John remembers going to see matinee showings of cowboy movies on Saturdays and, before the movie, shorts would run. "Usually they showed the news," he says, "but I just remember seeing this one clip warning us about polio and it just showed all these kids in iron lungs." If kids survived the iron lung, they'd often come back to school on crutches, in leg braces, or in wheelchairs.

"We all tried to be really careful in the summer — or, as we called it back then, 'polio season,''" John says. This was because every year around Memorial Day, major outbreaks would begin to emerge and they'd spike sometime around August. People weren't really sure how the disease spread at the time, but many believed it traveled through the water. There was no cure — and every child was susceptible to getting sick with it.

"We couldn't swim in hot weather," he remembers, "and the municipal outdoor pool would close down in August."
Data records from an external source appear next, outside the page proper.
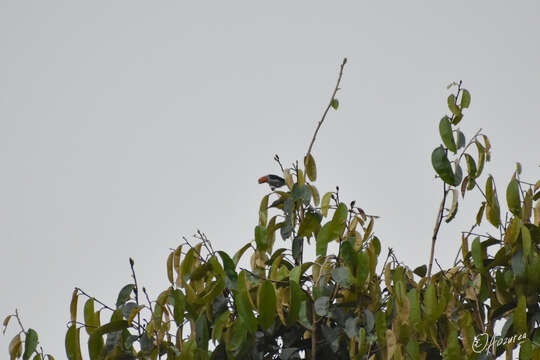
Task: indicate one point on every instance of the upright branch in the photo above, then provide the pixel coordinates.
(436, 229)
(132, 264)
(330, 104)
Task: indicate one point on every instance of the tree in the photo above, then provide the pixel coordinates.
(347, 305)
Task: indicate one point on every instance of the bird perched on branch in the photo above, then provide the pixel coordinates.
(273, 181)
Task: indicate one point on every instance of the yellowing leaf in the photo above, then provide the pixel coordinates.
(512, 197)
(311, 169)
(73, 305)
(15, 347)
(325, 203)
(288, 178)
(170, 275)
(267, 304)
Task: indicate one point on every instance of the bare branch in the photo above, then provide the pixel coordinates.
(328, 107)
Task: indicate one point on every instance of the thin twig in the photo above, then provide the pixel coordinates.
(96, 300)
(153, 318)
(276, 158)
(436, 229)
(19, 321)
(328, 107)
(132, 264)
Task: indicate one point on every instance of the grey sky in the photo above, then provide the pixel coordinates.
(125, 125)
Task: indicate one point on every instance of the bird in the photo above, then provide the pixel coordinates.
(273, 181)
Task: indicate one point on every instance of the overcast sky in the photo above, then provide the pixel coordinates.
(125, 125)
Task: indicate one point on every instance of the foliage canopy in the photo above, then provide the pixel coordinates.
(353, 304)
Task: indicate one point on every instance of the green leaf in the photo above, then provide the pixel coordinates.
(493, 213)
(512, 197)
(179, 306)
(229, 266)
(430, 304)
(30, 343)
(452, 105)
(297, 296)
(115, 325)
(471, 166)
(244, 305)
(315, 194)
(520, 316)
(442, 166)
(453, 349)
(311, 168)
(310, 224)
(362, 269)
(414, 308)
(323, 238)
(201, 332)
(124, 295)
(460, 139)
(348, 253)
(261, 238)
(267, 304)
(321, 305)
(219, 324)
(325, 203)
(263, 211)
(239, 253)
(15, 347)
(91, 318)
(526, 241)
(343, 276)
(421, 270)
(476, 252)
(73, 346)
(453, 209)
(445, 130)
(340, 216)
(301, 192)
(95, 345)
(465, 98)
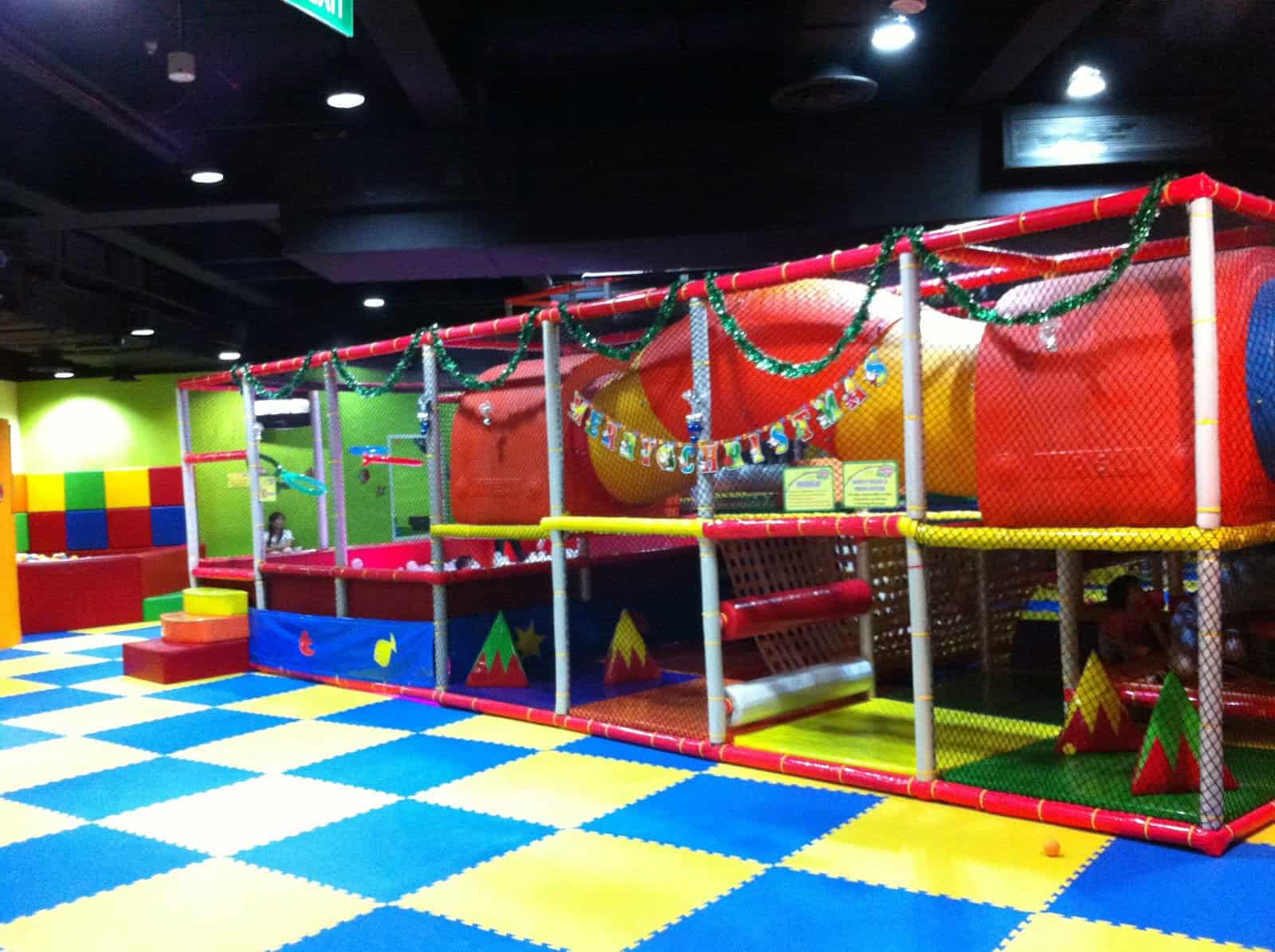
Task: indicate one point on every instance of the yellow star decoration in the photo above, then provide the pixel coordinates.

Then, in 1954 clinical trials began for Dr. Jonas Salk's vaccine against polio and within a year, his vaccine was announced safe. "I got that vaccine at school," John says. Within two years, U.S. polio cases had dropped 85-95 percent — even before a second vaccine was developed by Dr. Albert Sabin in the 1960s. "I remember how much better things got after the vaccines came out. They changed everything," John says.